Ainsi, l'exploitation forestière est-elle limitée, et les défrichements contrôlés par les techniciens du service de eaux et forêts.

II.3. Conclusion

Madagascar est la quatrième plus grande île au monde et on y trouve 5% des espèces répertoriées dans le monde, dont environ 80% ne se retrouvent nulle part ailleurs (Lourenço, 1993). Un grand nombre de ces espèces se trouve dans les forêts dont la surface ne cesse de diminuer chaque année (Lourenço, 1993).Le corridor de Fianarantsoa possède une très grande diversité d'espèces végétales et animales menacées du fait du défrichement du corridor par les communautés vivant à sa lisière. Parmi elles, l'ethnie des Betsileo dont les spécificités agraires sont mal connues et qui ont fait l'objet de cette étude.

Le mode de vie des Betsileo de la région d'Ambendrana reste encore très précaire, avec des installations sanitaires inexistantes qui obligent à vivre sans soins médicaux à moins de 3 heures de marche, et sans eau potable ni électricité. Leur mode de subsistance est très largement basé sur l'agriculture et l'élevage de zébus, et reste encore fortement dépendante des ressources naturelles de la forêt du corridor-Fianarantsoa. La riziculture dans les bas-fonds domine dans le paysage collineux des Hautes Terres Malgaches, et sert en grande partie à garantir l'autosuffisance alimentaire des foyers. En effet, le commerce dans la région d'Ambendrana n'est pas très développé, et permet en grande partie à financer des dépenses de première importance tels que l'achat de vêtements, ou de sucre et de café qui restent des denrées rares et appréciées dans ces villages isolés. Malgré les interdictions, les prélèvements de ressources naturelles de la forêt sont assez fréquents et génèrent des revenus supplémentaires surtout pour les familles les plus pauvres.
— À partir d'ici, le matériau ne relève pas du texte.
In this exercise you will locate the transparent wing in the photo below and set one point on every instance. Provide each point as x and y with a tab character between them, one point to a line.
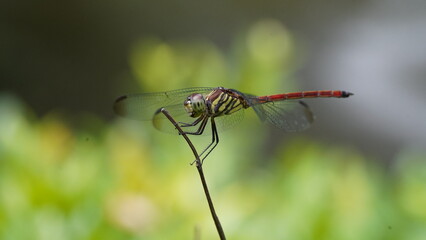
291	116
144	106
179	114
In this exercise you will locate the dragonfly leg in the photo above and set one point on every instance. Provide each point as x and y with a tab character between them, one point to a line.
215	141
194	123
200	130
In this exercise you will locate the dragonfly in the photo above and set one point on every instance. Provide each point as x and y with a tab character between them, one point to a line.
221	108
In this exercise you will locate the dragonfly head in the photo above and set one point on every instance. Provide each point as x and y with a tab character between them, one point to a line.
195	104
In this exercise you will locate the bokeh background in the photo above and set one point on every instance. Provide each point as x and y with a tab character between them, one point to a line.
70	169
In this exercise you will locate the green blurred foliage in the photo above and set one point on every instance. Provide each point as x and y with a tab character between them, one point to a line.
124	180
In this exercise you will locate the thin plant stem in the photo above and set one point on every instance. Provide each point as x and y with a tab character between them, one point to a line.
199	166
En effet, il existe une grande différence entre le niveau de vie des familles "riches", qui constitue une minorité de foyers, et les familles pauvres qui se trouvent majoritaires. Les familles "riches" possèdent un grand nombre de terres fertiles leur permettant d'assurer un surplus de production qu'elles revendent sur les marchés. Les familles pauvres quant à elles, ne possèdent que de petites surfaces cultivables qu'elles ne peuvent agrandir qu'en défrichant des terrains infertiles appelés tomboho à cause des réglementations très strictes qui régissent la gestion forestière.

Une partie de leurs récoltes est réservée à la vente, alors que sa totalité ne suffit pas à assurer les besoins alimentaires annuels du foyer. Ces familles se voient donc obligées d'emprunter aux familles "riches" et entrent ainsi dans une spirale d'endettement.

D'autre part, la vie reste ponctuée par certaines croyances qui sont encore profondément ancrées dans la tradition, comme celle du culte des ancêtres, contrairement à d'autres qui paraissent en voie de désuétude du fait de l'influence de la religion chrétienne. Les fady sont transmis par les ancêtres de générations en générations et peuvent dicter beaucoup d'actes de la vie quotidienne.